Noch ein Oberösterreicher, den es nach Wien verschlagen hat.
Franz Zeller wird 1966 in Kirchdorf/Krems geboren, 1984 beginnt er in Salzburg Germanistik und Anglistik zu studieren. Statt als Lehrer zu unterrichten, wechselt er 1988 ins journalistische Fach und arbeitete im ORF-Landesstudio Salzburg mit. Nach zwei Stipendiensemestern in Oxford wird eine ständige freie Mitarbeit daraus.
Neben seiner Tätigkeit für das Regionalprogramm beliefert er Ö1, 3sat oder ORF 2 mit Literatur- und Wissenschaftssendungen und schreibt einige Hörspiele und Kurzprosa.
Das Abenteuer Literatur wird im Journalismus immer mehr durch das Abenteuer Wissenschaft ergänzt. 2002 zieht er nach Wien, um dort bis 2004 bei der Aktuellen Wissenschaft der Zeit-im-Bild zu arbeiten.
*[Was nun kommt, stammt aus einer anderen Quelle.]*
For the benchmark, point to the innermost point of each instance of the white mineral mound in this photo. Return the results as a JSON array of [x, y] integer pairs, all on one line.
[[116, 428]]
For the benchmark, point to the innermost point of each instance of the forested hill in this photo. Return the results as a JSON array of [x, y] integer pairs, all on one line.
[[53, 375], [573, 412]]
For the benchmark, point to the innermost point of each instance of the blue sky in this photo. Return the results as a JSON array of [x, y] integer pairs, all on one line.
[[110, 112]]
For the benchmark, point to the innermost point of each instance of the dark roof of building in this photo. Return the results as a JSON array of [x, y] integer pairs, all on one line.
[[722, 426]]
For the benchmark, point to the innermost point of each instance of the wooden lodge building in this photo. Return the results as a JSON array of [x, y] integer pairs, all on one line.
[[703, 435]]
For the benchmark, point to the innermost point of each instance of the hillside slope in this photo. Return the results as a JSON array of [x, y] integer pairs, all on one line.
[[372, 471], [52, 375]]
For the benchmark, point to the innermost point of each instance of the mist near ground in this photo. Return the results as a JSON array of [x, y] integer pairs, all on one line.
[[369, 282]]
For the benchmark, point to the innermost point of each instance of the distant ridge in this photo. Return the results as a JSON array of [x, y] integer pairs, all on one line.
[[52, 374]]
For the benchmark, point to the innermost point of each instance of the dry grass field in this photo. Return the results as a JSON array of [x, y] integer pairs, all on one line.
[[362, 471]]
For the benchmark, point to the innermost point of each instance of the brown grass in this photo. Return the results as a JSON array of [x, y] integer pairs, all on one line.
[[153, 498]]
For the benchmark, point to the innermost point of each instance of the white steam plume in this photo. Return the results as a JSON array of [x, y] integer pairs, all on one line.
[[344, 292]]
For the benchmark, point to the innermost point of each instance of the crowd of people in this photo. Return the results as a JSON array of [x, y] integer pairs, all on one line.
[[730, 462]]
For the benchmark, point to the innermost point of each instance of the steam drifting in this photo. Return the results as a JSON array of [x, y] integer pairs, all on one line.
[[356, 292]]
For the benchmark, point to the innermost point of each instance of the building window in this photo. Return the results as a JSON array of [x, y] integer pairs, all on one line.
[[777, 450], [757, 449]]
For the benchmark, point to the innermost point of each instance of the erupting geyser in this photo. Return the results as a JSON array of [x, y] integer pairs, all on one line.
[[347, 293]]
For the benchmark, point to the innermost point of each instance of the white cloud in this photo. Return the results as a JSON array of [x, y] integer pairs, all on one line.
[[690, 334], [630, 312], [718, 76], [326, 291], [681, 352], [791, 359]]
Seit 2004 ist er in der Ö1-Abteilung "Wissenschaft, Bildung und Gesellschaft" angestellt und dort für die Reihe "Digital.Leben" verantwortlich, die er meist auch präsentiert, außerdem für das Netzkulturmagazin "Matrix".
2009 veröffentlicht Franz Zeller seinen ersten Franco Moll-Krimi "Herzlos", 2011 erscheint "Blutsbande", wieder mit dem Salzburger Chefinspektor, seinem Sohn Felix und dem rustikalen Kollegen Oberhollenzer.